Выпили за взятие Берлина (Маринин), выпили за Муссолини (шеф), за итальянские
вооруженные силы (Скорцени) и последователей художника Моне (Аркаша). Выпили за
братство народов и Интернационал.
Аркаша осоловело проговорил:
– Я должен вас всех нарисовать!
– и вытащил из портфеля лист бумаги. Принялся делать
набросок.
Разговор продолжался в сложившейся на три графина с водкой колее.
– И что же нам теперь, есть эту демократию? Её на хлеб не намажешь. Сколько у тебя оклад?
–
спросил Маринин у шефа. Они уже давно перешли на "ты".
– Двадцать пять тысяч евро, - ответил тот.
– В год?
– Нет, в неделю.
– Неплохо. У тебя проблема одна - сохранить эту зарплату.

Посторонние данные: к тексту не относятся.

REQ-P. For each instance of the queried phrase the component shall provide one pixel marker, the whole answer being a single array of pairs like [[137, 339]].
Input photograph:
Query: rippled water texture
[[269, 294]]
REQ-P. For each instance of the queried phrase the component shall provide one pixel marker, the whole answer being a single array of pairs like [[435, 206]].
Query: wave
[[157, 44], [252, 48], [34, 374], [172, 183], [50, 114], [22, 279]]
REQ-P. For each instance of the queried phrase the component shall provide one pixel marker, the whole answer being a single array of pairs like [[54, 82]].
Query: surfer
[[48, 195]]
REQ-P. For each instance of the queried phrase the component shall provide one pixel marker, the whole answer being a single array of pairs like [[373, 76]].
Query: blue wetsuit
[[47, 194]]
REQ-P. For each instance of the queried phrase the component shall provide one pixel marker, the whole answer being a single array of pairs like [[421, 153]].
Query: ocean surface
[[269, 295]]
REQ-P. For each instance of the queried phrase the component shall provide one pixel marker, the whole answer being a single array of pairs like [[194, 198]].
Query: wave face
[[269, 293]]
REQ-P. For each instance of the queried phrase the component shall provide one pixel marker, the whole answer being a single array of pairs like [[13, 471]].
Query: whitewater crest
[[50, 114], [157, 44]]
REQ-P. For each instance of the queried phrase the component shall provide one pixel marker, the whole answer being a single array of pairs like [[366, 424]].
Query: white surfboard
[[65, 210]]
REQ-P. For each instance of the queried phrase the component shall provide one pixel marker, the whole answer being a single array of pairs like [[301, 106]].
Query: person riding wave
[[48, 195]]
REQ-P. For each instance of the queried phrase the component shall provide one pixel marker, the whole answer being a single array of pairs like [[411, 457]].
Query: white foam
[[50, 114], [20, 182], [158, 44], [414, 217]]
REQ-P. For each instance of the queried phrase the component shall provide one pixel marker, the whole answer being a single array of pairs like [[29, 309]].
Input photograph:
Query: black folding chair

– Ну. . В общем-то, ещё есть проблемы...
– Всё равно, связанные с работой. Верно?
– В общем, да.
Маринин провёл рукой вокруг себя. Сказал:
– Мои земляки, в радиусе пятисот километров получают, в лучшем случае, тридцать или сорок
евро в неделю. Как ты считаешь, о чём тебе можно с ними разговаривать?
– Ммм... Саша... Я никогда не делил... На богатых, бедных... Лишь бы хороший человек... Все
перед богом равны...
– Этот вопрос давно решил Маркс, - оборвал его Маринин.
– Тебе знаком такой немецкий еврей -
Маркс.
– Да.
– Он считает идею прибавочной стоимости - воровской идеей. А как ты?
– Не согласен.
– Нуу. . Конечно... Куда-там... Двадцать пять тысяч евро - кто же будет согласен. Но! Но в этом-то
и есть корень вечного антагонизма, и не ищи его в национальных или ритуальных отличиях.
– Саша, хватит грузить, - сказал увлечённый рисунком Аркаша.
– Парни нормальные, групповой
портрет нормальный. Не сбивай с мажорной темы.
– Но я уважаю Маркса, - добавил главный итальянец. Хотя бы за то, что он никогда не работал.
Из принципа.
Выпили за Маркса.
В "Экспресс" зашли двое. Оба в тёмных очках и чёрных бейсболах. Медленно двинулись в
направлении бара.
– Вы отпросились у Дубины?
– притормозил их Маринин, когда они поравнялись со столиком, где тот сидел.
Оба резко остановились и уставились на безмятежную итало-украинскую компанию. Один
облегчённо выговорил:
– Тьфу, Саша... А ты чего здесь?
– А вы?
– Да мы, вообще-то... Вечер свободный... Ненадолго... По быстрому... Все свои пацаны...
– Вот и я тоже.
Пара присела за столик.
– Это музыканты из нашего сводного оркестра, - невозмутимо сказал Маринин итальянцам.
– Мы
сейчас репетируем "Пляски смерти" Сен-Санса. Отрабатываем детали.
– О! Это тоже музыканты?
– откинулся на стуле шеф.
– У вас здесь, на Подоле, богатое
культурное общение. Так неожиданно... Прямо Елисейские поля в Париже. Я понимаю теперь
Дубину. Понимаю, почему он хвалит этот "Экспресс".
Подольские бандиты посмотрели на итальянца и отвели глаза в сторону.
– Шеф, не стоит упоминать о рабочих делах во время отдыха, - пробормотал пьяный Скорцени.
–
Дубина не любит, чтобы мелькала его фамилия... В среде большого количества ушей... Я
правильно сказал по-русски?
– Наклонился ещё ближе к начальнику и шепотом стал
выговаривать: - Шеф, а если бы это были не музыканты, а повстанцы? А? Шееф!
– дернул за
рукав.
– Да отстань ты, - отпихнул его почитатель Муссолини.
– Как напьёшься, так и плетёшь какую-то
ахинею.
– А что это - ахинея?
– Это твоя речь.
– Да, да, - влез в разговор Маринин.
– Наливай, Отто. Какая то дубина нам не помеха, верно?